Invisible Gorillas in the Mind: Internal Inattentional Blindness and the Prospect of Introspection Training.

Open mind : discoveries in cognitive science  – January 01, 2025

Source: PubMed

Summary

Just as we can miss a gorilla walking through a basketball game, we often overlook our own thinking processes. Research shows that many mental activities we consider unconscious may actually be accessible through proper internal attention. Through mindfulness and introspection training, people can develop greater self-awareness of their thoughts, improving their ability to notice preconscious mental processes that typically go unnoticed due to internal inattentional blindness.

Abstract

Much of high-level cognition appears inaccessible to consciousness. Countless studies have revealed mental processes-like those underlying our choices, beliefs, judgments, intuitions, etc.-which people do not notice or report, and these findings have had a widespread influence on the theory and application of psychological science. However, the interpretation of these findings is uncertain.

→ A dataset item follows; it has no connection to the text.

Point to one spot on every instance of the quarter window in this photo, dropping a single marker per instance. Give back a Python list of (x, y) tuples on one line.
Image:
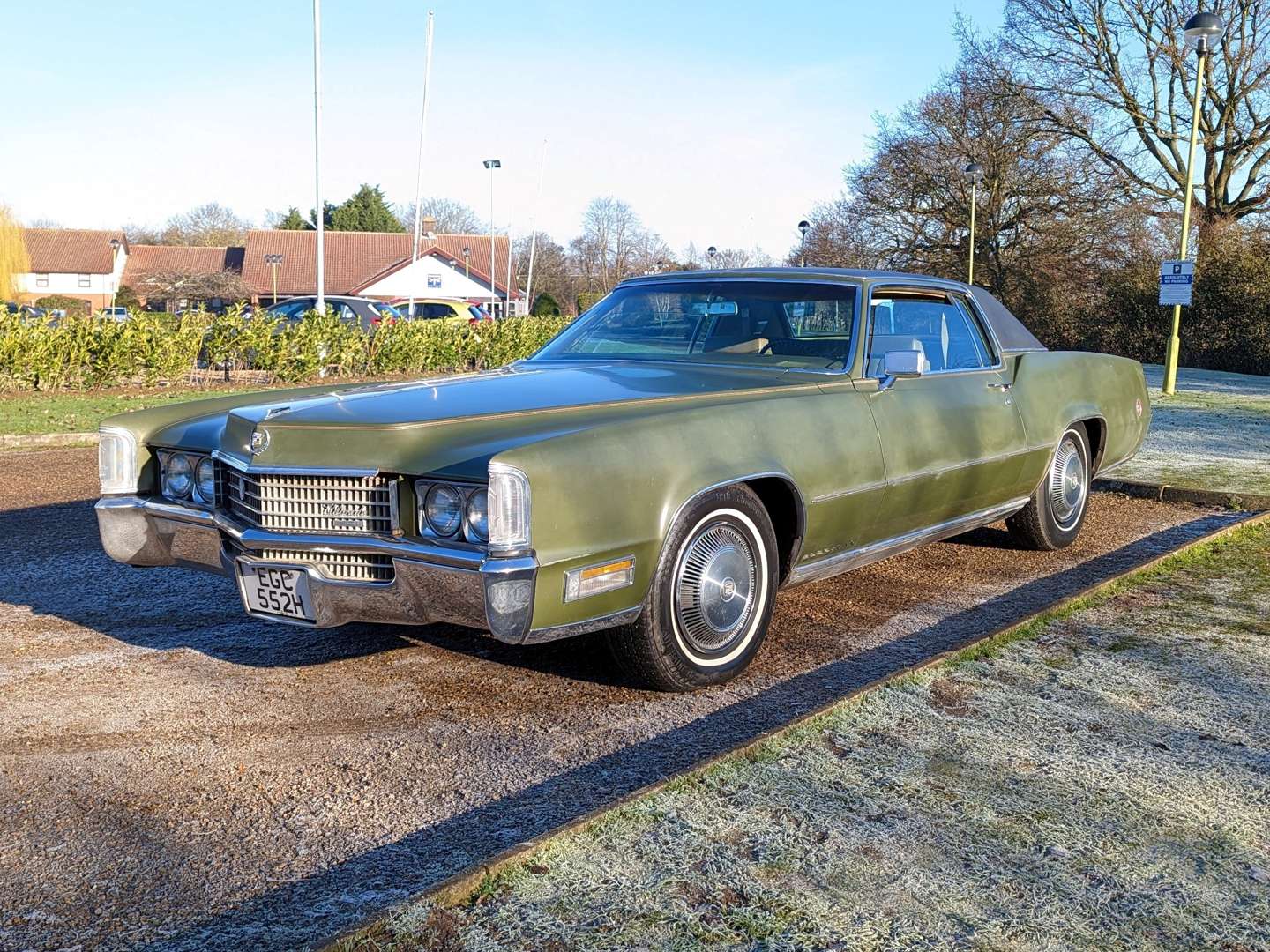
[(940, 328)]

Making an analogy to perceptual consciousness research, I argue that much of the unconsciousness of high-level cognition is plausibly due to internal inattentional blindness: missing an otherwise consciously-accessible internal event because your attention was elsewhere. In other words, rather than being structurally unconscious, many higher mental processes might instead be "preconscious", and would become conscious if a person attended to them. I synthesize existing indirect evidence for this claim, argue that it is a foundational and largely untested assumption in many applied interventions (such as therapy and mindfulness practices), and suggest that, with careful experimentation, it could form the basis for a long-sought-after science of introspection training.